No circularity: empirical method and dataset construction with no derivations or self-referential reductions

full rationale

The paper introduces a new task of fine-grained multimodal hallucination detection and editing, proposes the ZINA method, and constructs the VisionHall dataset using 211 human annotators for 6.9k real MLLM outputs plus 20k graph-based synthetic samples. Evaluation compares ZINA against baselines including GPT-4o and Llama-3.2 on detection and editing metrics. No equations, first-principles derivations, fitted parameters renamed as predictions, or self-citation chains appear in the provided text. The central claims rest on empirical performance numbers obtained from the newly labeled and synthesized data rather than any reduction of outputs to inputs by construction. This is a standard empirical ML paper whose results are falsifiable against external benchmarks and do not exhibit the enumerated circularity patterns.

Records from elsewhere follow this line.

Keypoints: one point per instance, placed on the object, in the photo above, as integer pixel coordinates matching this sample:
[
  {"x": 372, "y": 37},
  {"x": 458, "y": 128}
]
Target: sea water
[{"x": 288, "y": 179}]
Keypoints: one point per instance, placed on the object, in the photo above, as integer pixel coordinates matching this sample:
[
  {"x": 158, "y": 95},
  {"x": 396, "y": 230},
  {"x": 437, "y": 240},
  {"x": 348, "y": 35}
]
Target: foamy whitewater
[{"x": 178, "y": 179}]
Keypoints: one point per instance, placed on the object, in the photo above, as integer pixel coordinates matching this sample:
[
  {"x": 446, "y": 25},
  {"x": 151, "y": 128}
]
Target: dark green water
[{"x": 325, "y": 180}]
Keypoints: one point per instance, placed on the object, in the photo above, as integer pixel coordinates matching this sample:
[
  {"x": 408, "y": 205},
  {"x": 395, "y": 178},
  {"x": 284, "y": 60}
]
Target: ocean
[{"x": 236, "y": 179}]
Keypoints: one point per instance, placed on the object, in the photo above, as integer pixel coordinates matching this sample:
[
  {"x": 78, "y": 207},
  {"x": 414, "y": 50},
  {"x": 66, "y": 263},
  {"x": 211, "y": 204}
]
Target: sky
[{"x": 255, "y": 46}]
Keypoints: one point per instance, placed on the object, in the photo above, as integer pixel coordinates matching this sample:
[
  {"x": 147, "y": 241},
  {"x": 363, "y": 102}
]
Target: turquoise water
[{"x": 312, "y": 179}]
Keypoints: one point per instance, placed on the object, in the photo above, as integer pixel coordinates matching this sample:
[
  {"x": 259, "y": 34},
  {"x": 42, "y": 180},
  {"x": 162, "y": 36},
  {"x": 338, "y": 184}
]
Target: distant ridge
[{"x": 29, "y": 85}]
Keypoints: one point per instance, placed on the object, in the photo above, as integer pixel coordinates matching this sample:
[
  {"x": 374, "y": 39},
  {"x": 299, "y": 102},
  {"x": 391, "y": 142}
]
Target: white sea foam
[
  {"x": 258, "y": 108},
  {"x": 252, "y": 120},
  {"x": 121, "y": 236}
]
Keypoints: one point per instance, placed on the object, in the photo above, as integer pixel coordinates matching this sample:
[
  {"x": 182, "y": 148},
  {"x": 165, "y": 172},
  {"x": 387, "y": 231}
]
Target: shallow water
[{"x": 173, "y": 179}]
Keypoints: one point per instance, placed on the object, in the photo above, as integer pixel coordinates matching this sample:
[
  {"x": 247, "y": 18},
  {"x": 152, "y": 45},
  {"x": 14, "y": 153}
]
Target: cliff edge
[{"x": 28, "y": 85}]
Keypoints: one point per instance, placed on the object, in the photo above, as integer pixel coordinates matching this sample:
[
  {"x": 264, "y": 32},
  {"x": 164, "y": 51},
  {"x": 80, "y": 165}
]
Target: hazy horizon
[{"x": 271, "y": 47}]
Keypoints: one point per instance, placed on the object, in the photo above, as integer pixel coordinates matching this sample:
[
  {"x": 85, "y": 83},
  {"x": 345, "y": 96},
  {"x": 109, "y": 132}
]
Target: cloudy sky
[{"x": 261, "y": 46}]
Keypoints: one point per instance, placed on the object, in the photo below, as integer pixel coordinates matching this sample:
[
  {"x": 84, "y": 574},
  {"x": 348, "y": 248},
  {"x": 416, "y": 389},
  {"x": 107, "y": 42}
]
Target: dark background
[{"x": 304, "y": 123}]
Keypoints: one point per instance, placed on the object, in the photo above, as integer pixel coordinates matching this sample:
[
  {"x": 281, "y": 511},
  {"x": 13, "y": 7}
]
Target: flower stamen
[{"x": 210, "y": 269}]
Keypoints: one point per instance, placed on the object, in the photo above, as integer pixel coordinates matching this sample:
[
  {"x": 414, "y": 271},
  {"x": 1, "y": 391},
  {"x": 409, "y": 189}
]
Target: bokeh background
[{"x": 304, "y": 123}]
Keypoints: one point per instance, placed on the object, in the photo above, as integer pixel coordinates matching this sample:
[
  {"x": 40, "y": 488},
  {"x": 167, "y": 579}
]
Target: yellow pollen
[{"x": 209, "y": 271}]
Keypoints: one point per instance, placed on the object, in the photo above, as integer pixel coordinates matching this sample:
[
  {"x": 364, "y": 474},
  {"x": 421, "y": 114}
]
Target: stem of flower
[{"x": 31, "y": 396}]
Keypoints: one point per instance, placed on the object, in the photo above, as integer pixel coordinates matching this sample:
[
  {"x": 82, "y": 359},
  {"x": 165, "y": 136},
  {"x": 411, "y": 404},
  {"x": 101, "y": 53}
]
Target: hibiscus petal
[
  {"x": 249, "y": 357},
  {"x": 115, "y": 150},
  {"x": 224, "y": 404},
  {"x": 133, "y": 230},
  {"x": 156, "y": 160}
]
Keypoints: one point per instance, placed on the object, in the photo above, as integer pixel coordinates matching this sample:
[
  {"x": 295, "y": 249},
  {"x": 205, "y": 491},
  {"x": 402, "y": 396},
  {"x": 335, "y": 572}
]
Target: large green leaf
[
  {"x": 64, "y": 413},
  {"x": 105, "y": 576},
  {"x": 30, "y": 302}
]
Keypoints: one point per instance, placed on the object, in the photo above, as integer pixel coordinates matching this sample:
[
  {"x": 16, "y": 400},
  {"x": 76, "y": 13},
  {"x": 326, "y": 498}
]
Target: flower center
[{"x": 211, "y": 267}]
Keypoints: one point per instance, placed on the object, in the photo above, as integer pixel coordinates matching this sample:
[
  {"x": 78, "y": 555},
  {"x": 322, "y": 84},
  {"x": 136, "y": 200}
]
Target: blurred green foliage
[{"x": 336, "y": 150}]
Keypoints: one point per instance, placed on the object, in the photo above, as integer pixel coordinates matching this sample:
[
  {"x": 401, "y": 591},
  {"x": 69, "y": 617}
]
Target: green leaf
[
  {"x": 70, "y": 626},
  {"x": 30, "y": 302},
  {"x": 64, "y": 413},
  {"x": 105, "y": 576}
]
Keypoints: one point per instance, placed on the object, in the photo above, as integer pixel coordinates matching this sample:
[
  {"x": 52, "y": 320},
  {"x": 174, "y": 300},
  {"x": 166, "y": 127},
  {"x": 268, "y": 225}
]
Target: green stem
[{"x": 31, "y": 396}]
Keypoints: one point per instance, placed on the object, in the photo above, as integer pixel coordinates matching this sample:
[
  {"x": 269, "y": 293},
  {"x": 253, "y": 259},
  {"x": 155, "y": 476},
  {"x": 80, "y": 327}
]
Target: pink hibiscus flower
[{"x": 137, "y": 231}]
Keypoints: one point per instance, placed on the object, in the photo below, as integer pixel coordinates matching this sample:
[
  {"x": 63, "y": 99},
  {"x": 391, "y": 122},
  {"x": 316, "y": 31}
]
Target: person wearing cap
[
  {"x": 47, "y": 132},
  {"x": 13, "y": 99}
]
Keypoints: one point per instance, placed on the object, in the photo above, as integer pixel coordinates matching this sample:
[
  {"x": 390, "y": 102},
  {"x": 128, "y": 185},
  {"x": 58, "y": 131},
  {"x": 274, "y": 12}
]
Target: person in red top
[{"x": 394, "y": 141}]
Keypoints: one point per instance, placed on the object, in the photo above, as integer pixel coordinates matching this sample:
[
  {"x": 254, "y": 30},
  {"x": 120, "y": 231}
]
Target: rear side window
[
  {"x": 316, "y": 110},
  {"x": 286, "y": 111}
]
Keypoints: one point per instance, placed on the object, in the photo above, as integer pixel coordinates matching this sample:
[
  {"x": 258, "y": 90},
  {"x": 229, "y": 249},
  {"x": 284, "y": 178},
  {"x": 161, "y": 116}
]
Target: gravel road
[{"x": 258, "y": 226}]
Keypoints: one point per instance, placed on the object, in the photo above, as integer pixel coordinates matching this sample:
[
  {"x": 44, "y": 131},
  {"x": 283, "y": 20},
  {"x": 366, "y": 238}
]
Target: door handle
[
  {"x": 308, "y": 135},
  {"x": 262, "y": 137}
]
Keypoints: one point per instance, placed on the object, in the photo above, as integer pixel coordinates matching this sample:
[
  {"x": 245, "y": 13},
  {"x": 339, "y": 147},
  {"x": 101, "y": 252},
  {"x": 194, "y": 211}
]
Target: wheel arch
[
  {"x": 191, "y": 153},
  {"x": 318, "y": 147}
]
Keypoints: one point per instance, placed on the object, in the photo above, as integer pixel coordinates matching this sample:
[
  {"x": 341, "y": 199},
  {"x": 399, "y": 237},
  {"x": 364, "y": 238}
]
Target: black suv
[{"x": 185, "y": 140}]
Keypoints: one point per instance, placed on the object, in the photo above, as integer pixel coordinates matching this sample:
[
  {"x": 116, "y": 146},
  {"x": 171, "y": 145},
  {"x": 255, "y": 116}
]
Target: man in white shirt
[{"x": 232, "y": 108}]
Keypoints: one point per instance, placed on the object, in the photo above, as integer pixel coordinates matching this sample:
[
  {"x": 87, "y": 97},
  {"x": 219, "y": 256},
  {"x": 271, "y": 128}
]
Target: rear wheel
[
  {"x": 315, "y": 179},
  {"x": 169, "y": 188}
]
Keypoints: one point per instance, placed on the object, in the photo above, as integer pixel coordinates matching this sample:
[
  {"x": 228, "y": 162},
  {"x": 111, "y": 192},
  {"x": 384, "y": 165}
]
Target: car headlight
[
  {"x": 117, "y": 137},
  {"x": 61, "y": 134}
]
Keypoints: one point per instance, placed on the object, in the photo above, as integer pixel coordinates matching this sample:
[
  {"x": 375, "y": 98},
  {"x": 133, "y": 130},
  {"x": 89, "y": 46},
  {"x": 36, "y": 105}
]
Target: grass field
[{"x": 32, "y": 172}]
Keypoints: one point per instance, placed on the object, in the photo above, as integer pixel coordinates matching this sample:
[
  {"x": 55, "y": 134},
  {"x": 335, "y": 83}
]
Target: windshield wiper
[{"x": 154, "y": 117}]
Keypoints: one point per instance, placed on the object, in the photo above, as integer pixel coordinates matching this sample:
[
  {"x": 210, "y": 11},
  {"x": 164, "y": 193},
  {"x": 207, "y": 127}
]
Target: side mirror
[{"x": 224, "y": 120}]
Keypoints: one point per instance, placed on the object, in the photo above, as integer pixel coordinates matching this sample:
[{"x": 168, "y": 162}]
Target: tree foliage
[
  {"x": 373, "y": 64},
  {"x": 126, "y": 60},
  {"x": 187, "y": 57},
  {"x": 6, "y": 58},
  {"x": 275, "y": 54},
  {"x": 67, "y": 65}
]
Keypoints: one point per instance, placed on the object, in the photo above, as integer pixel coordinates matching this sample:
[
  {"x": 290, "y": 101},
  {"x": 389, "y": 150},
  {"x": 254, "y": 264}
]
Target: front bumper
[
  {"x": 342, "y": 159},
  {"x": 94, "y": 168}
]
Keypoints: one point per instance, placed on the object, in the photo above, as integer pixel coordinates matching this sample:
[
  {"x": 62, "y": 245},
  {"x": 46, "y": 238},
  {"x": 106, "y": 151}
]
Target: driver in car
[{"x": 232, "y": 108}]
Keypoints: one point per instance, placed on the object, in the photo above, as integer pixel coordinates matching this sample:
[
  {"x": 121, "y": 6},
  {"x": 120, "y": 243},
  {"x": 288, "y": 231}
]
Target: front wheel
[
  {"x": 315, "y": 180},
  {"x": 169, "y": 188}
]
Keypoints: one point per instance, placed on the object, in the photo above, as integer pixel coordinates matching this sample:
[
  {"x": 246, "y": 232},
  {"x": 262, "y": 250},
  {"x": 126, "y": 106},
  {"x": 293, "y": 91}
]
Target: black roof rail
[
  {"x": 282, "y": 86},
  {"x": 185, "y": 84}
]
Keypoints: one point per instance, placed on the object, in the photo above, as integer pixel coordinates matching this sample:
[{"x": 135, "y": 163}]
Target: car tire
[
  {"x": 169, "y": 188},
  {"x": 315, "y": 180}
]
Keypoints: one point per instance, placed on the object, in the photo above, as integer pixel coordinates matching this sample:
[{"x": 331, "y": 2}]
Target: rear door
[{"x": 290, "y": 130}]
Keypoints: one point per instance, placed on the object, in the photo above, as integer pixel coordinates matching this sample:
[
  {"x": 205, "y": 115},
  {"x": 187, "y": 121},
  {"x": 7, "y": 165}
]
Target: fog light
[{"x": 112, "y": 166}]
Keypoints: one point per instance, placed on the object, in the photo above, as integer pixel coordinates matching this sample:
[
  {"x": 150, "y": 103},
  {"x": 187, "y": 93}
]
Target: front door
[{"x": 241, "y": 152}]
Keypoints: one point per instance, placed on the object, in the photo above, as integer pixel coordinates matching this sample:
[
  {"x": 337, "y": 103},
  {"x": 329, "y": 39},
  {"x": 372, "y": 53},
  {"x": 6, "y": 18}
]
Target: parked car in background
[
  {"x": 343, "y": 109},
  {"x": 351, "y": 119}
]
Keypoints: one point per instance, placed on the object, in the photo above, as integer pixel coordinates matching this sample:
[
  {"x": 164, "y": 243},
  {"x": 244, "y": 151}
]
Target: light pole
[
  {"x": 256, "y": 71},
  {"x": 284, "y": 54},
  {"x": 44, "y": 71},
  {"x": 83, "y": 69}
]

Axiom & Free-Parameter Ledger

0 free parameters · 1 axioms · 0 invented entities

The central claim rests on the assumption that the six error categories form a useful and exhaustive taxonomy and that human annotations plus graph-generated samples provide a reliable training signal; no explicit free parameters or invented entities are stated in the abstract.

axioms (1)
  • domain assumption Hallucinations in multimodal outputs can be meaningfully partitioned into six distinct error categories
    ZINA classifies detected spans into six categories; the taxonomy is treated as given without further justification in the abstract.

pith-pipeline@v0.9.0 · 5706 in / 1238 out tokens · 59205 ms · 2026-05-19T10:02:45.272735+00:00 · methodology

discussion (0)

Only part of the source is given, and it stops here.